Luis Hurtado was nervous when he stepped onto the court on Nov. 20, 2019.
It was his first appearance in a UAB basketball game this season, his first playing time in months and his first competition since defeating the toughest opponent of his life.
But the nerves did not show. The ball came his way with three seconds left on the shot clock, and the UAB sophomore connected, scoring his first career 3-point basket. It all happened on the night of his return from beating cancer.
The dream and the diagnosis
Hurtado grew up in Venezuela and developed a passion for playing basketball at a young age.
“When I started playing, I just fell in love with the sport,” Hurtado said.
His talent took him to the University of Alabama at Birmingham, where he is a student in the Collat School of Business. In his second season as a Blazer, Hurtado worked out all the time, trying to get in the best shape of his life.
“In practice, there were times that my back hurt and just normal back pain, lower back, and I thought everything was good just because I was working extra. That’s probably why it happened,” Hurtado said.
In addition to the back pain, he began to experience intense abdominal discomfort. Hurtado went for testing and soon learned his diagnosis – testicular cancer.
He was in shock. “At this age, it’s like, why is this happening to you? You don’t understand,” said Hurtado, as he thought back on that emotional day. “I was crying because, at the time, I didn’t know what was going on.”

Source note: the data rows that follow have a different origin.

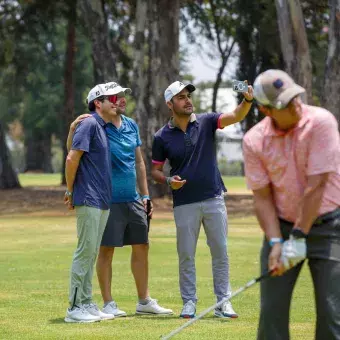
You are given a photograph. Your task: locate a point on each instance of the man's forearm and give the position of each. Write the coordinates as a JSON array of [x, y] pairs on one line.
[[141, 179], [267, 217], [71, 168], [158, 176], [69, 139]]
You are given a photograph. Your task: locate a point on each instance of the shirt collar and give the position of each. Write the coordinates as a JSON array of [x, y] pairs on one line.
[[99, 119], [270, 129], [172, 124]]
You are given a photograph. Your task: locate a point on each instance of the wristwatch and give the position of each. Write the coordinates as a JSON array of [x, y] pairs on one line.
[[298, 233], [274, 240], [68, 193], [247, 100]]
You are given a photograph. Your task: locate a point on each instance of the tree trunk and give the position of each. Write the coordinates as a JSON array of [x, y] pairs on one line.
[[225, 58], [38, 151], [8, 177], [331, 90], [294, 44], [103, 55], [162, 69], [69, 88]]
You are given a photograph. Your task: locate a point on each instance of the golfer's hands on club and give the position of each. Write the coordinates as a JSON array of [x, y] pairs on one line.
[[176, 182], [145, 203], [249, 94], [286, 256]]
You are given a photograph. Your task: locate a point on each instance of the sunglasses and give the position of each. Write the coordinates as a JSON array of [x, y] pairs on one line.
[[112, 99]]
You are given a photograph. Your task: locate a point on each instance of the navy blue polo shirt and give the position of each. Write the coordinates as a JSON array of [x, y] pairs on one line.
[[192, 156], [92, 185]]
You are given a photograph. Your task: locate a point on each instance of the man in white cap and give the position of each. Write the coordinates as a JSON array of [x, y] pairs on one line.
[[127, 223], [88, 178], [188, 142], [292, 164]]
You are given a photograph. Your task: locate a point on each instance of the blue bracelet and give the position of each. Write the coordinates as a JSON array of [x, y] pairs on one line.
[[274, 240]]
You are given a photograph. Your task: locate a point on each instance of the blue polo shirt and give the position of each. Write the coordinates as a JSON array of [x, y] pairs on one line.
[[192, 156], [92, 186], [123, 143]]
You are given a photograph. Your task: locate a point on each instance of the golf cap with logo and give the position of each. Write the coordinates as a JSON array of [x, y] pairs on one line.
[[107, 89], [95, 92], [176, 88], [275, 88], [113, 88]]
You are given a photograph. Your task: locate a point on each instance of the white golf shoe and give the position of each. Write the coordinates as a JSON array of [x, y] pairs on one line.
[[93, 309], [152, 308], [111, 308], [189, 310], [80, 315], [226, 311]]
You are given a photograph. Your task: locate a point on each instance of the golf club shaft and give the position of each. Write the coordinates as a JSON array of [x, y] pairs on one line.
[[240, 290]]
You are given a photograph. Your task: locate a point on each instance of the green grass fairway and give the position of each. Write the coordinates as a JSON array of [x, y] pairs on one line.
[[35, 258], [235, 184], [31, 179]]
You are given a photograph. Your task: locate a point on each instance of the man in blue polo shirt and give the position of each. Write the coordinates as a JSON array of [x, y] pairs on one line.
[[88, 178], [188, 142], [127, 223]]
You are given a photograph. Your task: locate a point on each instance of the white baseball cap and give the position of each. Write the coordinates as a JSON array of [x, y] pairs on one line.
[[107, 89], [275, 88], [95, 92], [113, 88], [176, 88]]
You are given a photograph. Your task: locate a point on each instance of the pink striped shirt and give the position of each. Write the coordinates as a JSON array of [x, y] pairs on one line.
[[286, 159]]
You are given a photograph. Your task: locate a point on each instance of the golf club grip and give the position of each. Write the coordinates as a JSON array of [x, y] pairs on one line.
[[240, 290], [148, 210]]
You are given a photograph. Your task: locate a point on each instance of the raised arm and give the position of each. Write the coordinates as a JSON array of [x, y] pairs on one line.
[[240, 112]]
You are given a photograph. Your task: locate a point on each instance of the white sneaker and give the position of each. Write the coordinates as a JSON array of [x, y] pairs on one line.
[[80, 315], [111, 308], [189, 310], [152, 308], [93, 309], [226, 311]]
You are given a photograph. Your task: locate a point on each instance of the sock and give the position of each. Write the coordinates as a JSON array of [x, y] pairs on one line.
[[106, 303], [145, 301]]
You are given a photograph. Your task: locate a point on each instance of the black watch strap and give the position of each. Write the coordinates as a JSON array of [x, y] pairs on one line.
[[247, 100], [298, 233]]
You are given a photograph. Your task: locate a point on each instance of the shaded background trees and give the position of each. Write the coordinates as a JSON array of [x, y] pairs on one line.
[[52, 53]]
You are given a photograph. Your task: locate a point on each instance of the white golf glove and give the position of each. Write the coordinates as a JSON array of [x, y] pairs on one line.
[[294, 251]]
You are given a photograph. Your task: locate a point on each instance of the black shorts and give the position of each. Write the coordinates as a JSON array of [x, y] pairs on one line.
[[127, 225]]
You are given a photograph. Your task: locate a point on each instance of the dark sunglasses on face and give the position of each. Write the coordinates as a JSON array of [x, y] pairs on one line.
[[112, 99]]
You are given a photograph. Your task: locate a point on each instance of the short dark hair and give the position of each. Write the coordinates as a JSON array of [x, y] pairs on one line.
[[91, 106]]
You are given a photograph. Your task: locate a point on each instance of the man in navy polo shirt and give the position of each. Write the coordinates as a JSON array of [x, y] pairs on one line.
[[127, 223], [88, 178], [188, 142]]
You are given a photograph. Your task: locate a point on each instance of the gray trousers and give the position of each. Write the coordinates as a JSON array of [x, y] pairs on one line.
[[91, 223], [323, 252], [213, 214]]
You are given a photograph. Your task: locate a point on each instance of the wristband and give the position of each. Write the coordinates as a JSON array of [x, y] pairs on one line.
[[274, 240], [168, 181], [68, 193], [298, 233], [247, 100]]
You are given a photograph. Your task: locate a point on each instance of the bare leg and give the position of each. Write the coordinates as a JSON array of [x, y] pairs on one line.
[[104, 271], [140, 269]]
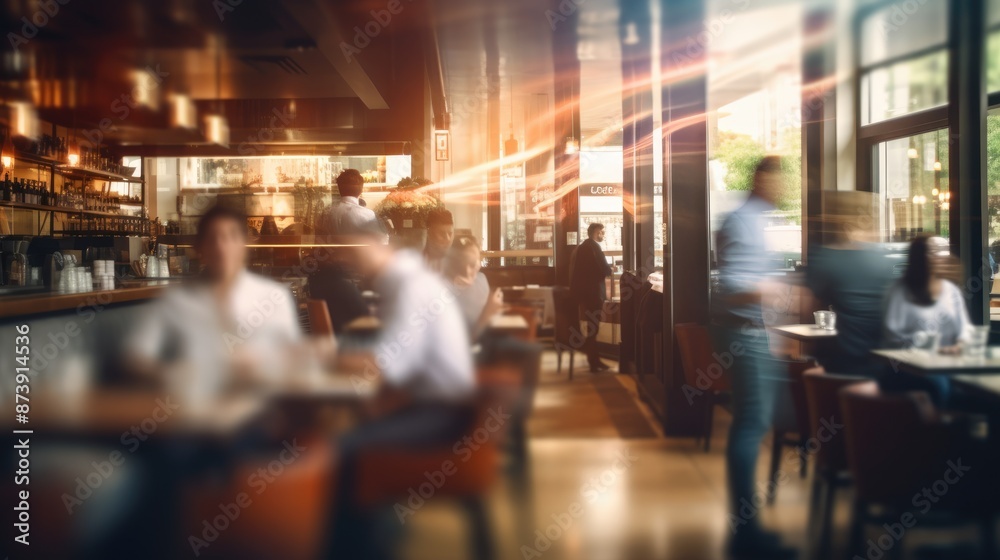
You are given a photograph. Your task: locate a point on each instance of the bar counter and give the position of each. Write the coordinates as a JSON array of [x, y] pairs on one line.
[[30, 305]]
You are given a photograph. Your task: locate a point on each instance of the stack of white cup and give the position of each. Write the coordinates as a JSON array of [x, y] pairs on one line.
[[104, 274]]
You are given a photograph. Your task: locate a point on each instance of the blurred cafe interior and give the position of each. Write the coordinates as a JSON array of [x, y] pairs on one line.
[[468, 279]]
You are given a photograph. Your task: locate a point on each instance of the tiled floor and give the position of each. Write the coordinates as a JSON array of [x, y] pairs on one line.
[[668, 502]]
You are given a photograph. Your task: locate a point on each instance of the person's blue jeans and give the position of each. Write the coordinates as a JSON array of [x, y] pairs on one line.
[[755, 379]]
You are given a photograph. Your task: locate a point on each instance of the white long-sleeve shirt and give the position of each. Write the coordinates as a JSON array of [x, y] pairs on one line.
[[424, 343], [904, 319], [190, 325]]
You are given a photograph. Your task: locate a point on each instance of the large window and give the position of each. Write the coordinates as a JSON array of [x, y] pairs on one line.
[[912, 177], [755, 110]]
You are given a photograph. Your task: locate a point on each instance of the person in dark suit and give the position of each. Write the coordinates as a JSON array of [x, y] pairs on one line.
[[588, 269]]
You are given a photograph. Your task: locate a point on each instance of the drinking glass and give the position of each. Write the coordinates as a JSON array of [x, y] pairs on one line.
[[975, 347]]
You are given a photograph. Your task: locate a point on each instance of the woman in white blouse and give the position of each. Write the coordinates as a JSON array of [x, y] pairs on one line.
[[919, 307], [923, 305]]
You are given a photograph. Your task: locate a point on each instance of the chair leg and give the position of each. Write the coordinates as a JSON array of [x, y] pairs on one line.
[[777, 442], [803, 460], [814, 523], [856, 543], [479, 523], [826, 517], [988, 535], [709, 421]]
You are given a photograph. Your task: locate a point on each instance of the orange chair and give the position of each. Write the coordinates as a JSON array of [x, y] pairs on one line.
[[286, 511], [320, 323], [830, 463], [696, 357], [389, 475]]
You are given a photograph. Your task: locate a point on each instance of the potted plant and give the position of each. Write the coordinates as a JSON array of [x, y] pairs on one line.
[[407, 206]]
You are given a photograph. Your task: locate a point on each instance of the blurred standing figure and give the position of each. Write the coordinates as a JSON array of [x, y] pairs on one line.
[[348, 216], [472, 290], [332, 279], [739, 330], [440, 233], [588, 269], [851, 276]]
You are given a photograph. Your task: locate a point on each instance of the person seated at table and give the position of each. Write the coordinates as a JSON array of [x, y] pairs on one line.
[[851, 276], [919, 307], [423, 357], [462, 271], [228, 324], [440, 233]]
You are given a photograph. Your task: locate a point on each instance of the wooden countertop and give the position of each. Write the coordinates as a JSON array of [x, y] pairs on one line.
[[36, 304]]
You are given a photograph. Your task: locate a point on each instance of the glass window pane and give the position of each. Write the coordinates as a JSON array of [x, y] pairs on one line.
[[912, 177], [993, 180], [993, 61], [904, 87], [902, 28]]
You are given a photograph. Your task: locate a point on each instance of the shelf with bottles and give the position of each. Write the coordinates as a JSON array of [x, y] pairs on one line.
[[110, 225], [34, 195]]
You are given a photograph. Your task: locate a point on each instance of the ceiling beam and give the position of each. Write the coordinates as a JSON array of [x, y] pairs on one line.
[[319, 21]]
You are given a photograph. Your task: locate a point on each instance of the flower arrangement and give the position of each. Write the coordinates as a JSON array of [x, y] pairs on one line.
[[407, 202]]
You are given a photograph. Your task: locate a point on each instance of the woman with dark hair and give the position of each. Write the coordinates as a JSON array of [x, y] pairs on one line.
[[923, 305]]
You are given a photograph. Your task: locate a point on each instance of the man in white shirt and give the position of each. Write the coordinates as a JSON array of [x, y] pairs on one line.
[[230, 323], [422, 351], [347, 216]]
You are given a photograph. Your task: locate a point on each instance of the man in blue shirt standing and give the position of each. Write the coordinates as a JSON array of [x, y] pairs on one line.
[[739, 330]]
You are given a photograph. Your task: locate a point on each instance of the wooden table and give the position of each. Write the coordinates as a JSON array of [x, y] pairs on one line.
[[983, 384], [363, 326], [109, 413], [502, 324], [507, 324], [324, 386], [804, 333], [922, 362]]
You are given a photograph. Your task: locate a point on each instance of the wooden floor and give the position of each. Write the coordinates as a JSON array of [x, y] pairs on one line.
[[667, 503]]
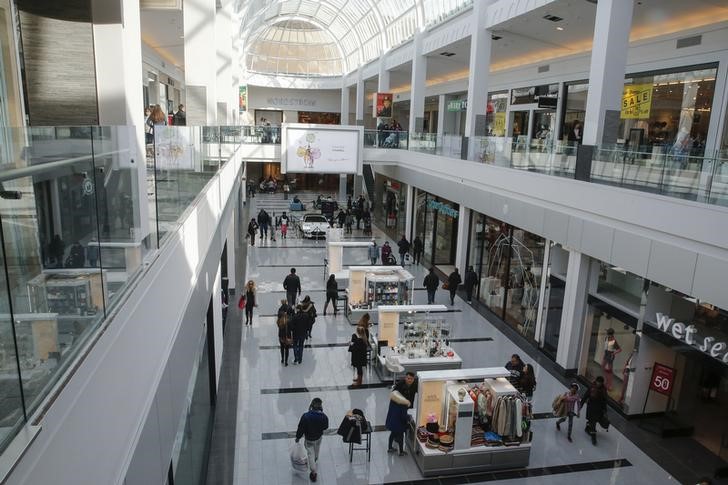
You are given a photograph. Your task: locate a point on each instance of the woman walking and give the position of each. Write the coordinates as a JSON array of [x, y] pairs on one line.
[[252, 231], [332, 293], [285, 334], [250, 302], [565, 406], [358, 349]]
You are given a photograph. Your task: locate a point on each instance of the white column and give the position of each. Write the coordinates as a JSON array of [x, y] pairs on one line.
[[574, 311], [231, 247], [342, 187], [359, 99], [200, 64], [383, 81], [478, 77], [419, 80], [441, 111], [461, 251], [344, 103], [606, 72], [408, 212], [224, 86], [118, 58]]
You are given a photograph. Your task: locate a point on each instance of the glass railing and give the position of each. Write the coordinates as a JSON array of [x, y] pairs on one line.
[[81, 209], [652, 169]]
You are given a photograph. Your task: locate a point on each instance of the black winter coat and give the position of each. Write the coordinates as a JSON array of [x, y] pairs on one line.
[[358, 349]]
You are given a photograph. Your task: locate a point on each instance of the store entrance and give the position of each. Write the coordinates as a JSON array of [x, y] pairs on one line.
[[702, 400]]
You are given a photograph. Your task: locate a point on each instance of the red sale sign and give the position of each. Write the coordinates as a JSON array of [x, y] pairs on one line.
[[662, 380]]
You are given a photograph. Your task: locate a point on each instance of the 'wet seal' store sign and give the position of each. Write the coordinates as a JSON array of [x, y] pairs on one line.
[[691, 335]]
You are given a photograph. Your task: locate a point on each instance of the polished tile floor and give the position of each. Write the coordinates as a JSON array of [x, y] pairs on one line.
[[272, 397]]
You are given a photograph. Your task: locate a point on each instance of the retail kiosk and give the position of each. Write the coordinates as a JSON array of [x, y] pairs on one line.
[[448, 434], [423, 342], [371, 286]]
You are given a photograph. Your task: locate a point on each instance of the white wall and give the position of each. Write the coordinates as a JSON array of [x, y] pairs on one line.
[[319, 100]]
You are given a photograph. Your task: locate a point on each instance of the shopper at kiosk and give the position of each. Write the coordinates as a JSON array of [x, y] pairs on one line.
[[431, 283], [358, 349], [453, 281], [400, 400]]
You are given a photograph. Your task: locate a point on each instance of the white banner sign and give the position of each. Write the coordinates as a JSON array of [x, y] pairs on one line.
[[321, 149]]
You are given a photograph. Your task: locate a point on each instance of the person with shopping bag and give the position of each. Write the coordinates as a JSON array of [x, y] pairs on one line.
[[311, 427], [565, 407]]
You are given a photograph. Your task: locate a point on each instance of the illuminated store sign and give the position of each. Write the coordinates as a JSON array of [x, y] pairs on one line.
[[444, 208], [694, 337]]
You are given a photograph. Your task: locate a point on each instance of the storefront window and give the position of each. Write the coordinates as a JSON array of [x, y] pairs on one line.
[[496, 113], [610, 349], [665, 112], [436, 224], [390, 206]]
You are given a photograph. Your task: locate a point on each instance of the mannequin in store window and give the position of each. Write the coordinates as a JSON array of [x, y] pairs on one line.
[[611, 349]]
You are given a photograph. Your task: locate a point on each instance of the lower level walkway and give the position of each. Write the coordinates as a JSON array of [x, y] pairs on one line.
[[272, 397]]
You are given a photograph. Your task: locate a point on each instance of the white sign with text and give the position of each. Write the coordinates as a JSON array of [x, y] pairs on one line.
[[321, 148]]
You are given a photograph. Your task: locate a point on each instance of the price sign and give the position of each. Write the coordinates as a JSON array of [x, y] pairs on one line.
[[663, 378]]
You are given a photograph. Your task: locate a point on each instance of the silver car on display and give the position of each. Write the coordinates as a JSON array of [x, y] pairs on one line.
[[314, 226]]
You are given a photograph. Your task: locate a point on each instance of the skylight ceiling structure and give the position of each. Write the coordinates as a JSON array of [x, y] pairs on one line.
[[361, 30]]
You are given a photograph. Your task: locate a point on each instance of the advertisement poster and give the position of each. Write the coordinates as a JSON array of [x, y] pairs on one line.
[[636, 102], [499, 124], [383, 105], [243, 99], [317, 150]]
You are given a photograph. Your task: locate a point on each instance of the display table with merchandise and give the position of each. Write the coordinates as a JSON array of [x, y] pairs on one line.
[[422, 342], [469, 420], [372, 286]]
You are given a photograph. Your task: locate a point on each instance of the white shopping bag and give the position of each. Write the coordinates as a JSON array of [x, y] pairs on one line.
[[299, 457]]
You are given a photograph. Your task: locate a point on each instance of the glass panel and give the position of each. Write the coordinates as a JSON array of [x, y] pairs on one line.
[[524, 281], [11, 409], [608, 354], [57, 299]]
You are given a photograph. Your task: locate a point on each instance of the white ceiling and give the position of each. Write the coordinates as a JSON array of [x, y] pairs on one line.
[[163, 31]]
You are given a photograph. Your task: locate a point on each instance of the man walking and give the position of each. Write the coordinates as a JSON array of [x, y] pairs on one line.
[[417, 248], [311, 427], [431, 283], [471, 279], [292, 285], [263, 221]]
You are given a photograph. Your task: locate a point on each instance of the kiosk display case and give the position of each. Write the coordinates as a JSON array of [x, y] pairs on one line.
[[371, 286], [412, 337], [457, 414]]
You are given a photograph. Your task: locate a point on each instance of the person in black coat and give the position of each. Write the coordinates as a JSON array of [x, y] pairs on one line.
[[453, 281], [300, 326], [332, 293], [595, 399], [417, 249], [431, 283], [292, 285], [358, 349], [471, 280], [404, 247]]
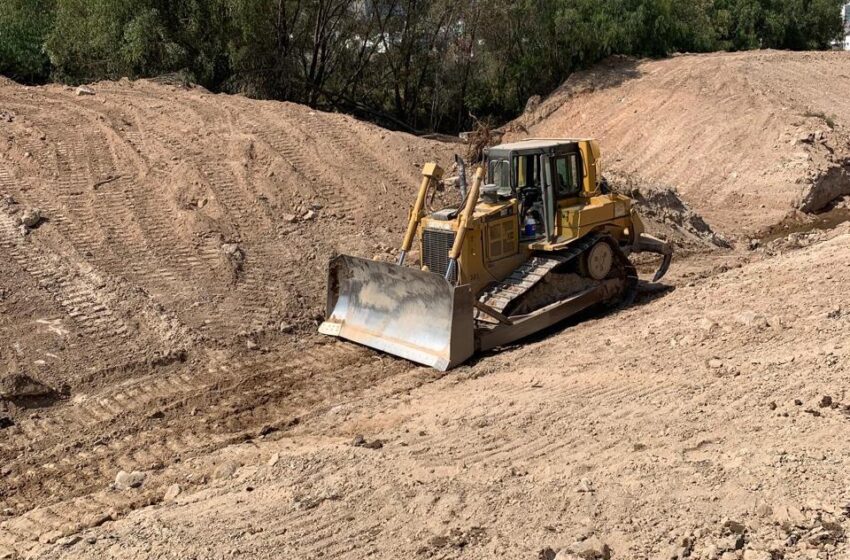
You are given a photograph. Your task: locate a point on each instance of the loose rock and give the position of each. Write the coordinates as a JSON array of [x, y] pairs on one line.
[[68, 541], [125, 480], [172, 492], [19, 385], [30, 218], [585, 485], [225, 470]]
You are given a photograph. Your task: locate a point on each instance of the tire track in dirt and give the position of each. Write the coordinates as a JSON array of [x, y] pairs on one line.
[[247, 396]]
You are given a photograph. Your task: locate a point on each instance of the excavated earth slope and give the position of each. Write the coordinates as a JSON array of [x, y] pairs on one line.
[[158, 320], [746, 138]]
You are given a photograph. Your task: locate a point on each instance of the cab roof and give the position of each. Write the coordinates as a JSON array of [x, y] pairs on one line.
[[534, 145]]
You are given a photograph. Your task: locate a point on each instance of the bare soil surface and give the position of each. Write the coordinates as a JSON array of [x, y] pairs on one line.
[[745, 138], [163, 394]]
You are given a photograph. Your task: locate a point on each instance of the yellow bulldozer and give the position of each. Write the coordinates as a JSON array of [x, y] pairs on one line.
[[540, 241]]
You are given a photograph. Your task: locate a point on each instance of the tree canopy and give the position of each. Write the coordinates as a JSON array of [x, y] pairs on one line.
[[415, 64]]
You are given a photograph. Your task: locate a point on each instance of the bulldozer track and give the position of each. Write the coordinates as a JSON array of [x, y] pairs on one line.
[[530, 273]]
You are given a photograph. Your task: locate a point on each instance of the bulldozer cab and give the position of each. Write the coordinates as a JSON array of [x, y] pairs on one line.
[[544, 175]]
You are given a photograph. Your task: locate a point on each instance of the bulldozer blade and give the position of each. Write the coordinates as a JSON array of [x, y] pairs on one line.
[[406, 312]]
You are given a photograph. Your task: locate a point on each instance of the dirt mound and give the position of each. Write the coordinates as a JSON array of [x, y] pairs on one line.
[[703, 427], [171, 216], [745, 137]]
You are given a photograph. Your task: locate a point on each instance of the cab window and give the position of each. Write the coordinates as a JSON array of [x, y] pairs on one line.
[[527, 171], [500, 173], [567, 169]]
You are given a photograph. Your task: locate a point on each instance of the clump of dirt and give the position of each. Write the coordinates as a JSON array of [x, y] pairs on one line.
[[664, 205]]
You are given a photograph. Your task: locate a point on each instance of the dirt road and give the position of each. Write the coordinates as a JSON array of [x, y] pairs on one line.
[[177, 403]]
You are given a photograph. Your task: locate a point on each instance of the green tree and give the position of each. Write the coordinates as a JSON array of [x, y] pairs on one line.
[[24, 24]]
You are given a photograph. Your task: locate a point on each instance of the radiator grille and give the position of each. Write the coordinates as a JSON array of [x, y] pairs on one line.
[[436, 245]]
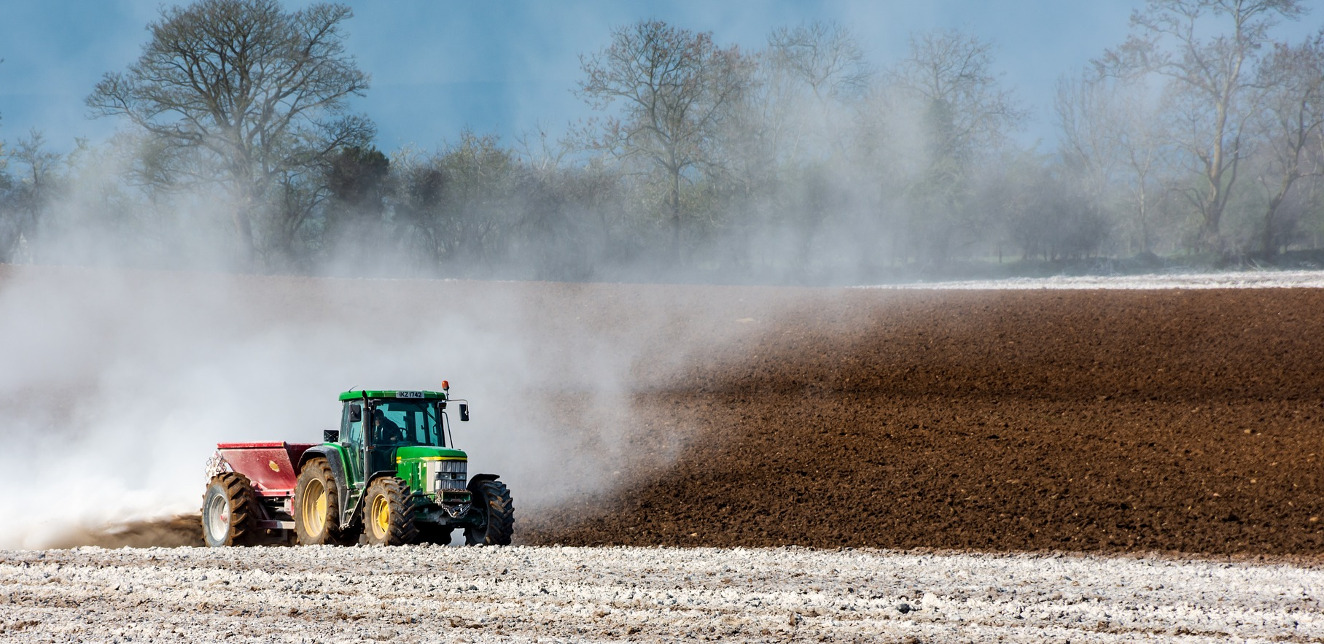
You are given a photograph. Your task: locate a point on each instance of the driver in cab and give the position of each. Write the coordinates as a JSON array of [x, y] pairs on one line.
[[387, 429]]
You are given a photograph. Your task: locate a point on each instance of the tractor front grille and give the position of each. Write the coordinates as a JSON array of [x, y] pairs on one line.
[[448, 475]]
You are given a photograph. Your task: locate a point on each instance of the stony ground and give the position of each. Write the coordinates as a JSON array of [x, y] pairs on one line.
[[1173, 433], [569, 594]]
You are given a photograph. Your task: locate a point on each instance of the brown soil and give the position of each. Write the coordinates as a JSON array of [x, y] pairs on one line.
[[1104, 420], [1014, 420]]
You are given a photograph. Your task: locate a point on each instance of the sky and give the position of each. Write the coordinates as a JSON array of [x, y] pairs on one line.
[[510, 66]]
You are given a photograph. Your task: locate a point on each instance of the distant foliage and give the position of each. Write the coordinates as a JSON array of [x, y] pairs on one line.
[[1200, 137]]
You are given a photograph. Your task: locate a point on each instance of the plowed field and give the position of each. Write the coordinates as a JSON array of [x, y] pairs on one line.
[[993, 420], [1110, 420]]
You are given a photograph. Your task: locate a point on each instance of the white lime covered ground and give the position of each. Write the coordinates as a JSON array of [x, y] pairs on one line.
[[1230, 280], [554, 594]]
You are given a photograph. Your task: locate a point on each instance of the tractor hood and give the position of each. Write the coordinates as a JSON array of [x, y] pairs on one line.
[[429, 453]]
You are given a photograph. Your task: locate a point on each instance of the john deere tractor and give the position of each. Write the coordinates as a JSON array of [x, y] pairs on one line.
[[388, 476]]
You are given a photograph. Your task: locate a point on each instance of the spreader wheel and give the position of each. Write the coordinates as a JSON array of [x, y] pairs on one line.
[[491, 500], [388, 514], [231, 512], [317, 506]]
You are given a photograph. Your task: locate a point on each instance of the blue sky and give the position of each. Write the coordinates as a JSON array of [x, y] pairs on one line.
[[509, 66]]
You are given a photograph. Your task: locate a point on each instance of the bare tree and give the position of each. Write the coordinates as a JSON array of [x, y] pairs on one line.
[[1213, 81], [260, 90], [959, 111], [822, 54], [1291, 122], [964, 106], [1112, 134], [673, 89], [35, 188]]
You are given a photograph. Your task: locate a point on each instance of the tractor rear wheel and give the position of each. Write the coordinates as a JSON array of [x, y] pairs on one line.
[[317, 506], [231, 512], [491, 500], [388, 513]]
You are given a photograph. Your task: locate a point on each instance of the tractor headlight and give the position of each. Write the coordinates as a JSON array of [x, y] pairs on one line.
[[448, 475]]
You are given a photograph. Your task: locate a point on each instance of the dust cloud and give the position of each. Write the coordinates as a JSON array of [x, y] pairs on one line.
[[123, 380]]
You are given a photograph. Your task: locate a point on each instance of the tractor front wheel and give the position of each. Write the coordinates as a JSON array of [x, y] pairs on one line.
[[388, 514], [229, 512], [317, 506], [491, 500]]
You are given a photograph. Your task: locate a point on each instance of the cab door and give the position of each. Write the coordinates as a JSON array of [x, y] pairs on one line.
[[354, 444], [380, 456]]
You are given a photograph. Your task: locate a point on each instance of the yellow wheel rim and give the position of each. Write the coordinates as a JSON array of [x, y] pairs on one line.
[[314, 506], [380, 516]]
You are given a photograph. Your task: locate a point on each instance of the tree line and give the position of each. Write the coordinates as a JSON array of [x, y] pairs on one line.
[[1201, 135]]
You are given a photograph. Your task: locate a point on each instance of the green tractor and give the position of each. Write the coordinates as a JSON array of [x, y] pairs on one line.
[[388, 476]]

UAB basketball coach Rob Ehsan remembers thinking through all the possible outcomes and being thankful that Hurtado was at a university with a world-renowned medical center and the O’Neal Comprehensive Cancer Center at UAB.
“When we found out who the UAB doctors were and what they could do for him and the success rate and how healthy he was,” Ehsan said, “it put a quick ease to our minds and our concerns that, while this was going to be difficult, he was going to get through it.”
The treatment: a team approach
Just as in basketball, medical care requires teamwork. Hurtado’s medical team included urologists, oncologists and UAB sports medicine staff. Jeffrey Nix, M.D., assistant professor in the Department of Urology, performed the surgery, and Mollie deShazo, M.D., associate professor of medicine in the Division of Hematology-Oncology, supervised his chemotherapy treatment.
“Being at a large hospital like this, we have great communication. We all have each other’s cellphones and are talking all the time – all day long – about patients that we share,” deShazo said.
Heath Hale, M.D., medical director and head team physician for UAB Athletics, says the coordination of care was crucial.
“It was a great example of a team effort by our providers here at UAB wanting to support the success in every way possible of one of our student-athletes,” Hale said.
According to deShazo, testicular cancer can be common in younger men, a population that may not be as concerned about their health. She emphasized the importance of Hurtado’s sharing his story to encourage others his age to be aware.
“There’s nothing he did to get this cancer. It’s just bad luck, as most cancers are,” deShazo explained. “He has dealt with it head-on, and I hope that it increases awareness for this younger population that sometimes kind of blows things off.”
In June 2019, Hurtado celebrated his final chemotherapy treatment. When basketball season resumed, deShazo was not surprised to see him on the court.
“I got this text of him playing basketball that Dr. Hale sent me. Like, ‘Here he is back at it,’” deShazo said. “It’s rewarding as a physician to think, ‘He’s come a long way, and look at him now.’ He’s such a great person, such a role model.”
“This was a grind with a lot of unknowns,” said Hale of the treatment and recovery. “He faced it with courage and just remained steady. He never seemed to lose hope and always displayed a lot of character that proved to be and continues to be such an inspiration to us all.”
Hurtado worked hard to get back into good enough shape to play basketball. The support of his doctors, teammates, family members and friends fueled his comeback.
“That was awesome, how much people really bought into my recovery and bought into ‘He’s going to be well. He’s going to be back to himself again,’” Hurtado said.
When his first shot attempt, the 3-pointer, fell through the net during his first game back, Hurtado fought back tears.
“I wanted to call a timeout and cry and sit on the bench for the rest of the game,” Hurtado said. “The shot goes in, and it’s like, like God has a purpose for me, and I was so thankful for the opportunity.”
“When the ball left his hand, I knew it was in,” Ehsan said. “You talk about just a moment from up above. I talked to the team about that, like this is how life works. You fight. You do the right thing in life, and good things happen to you.”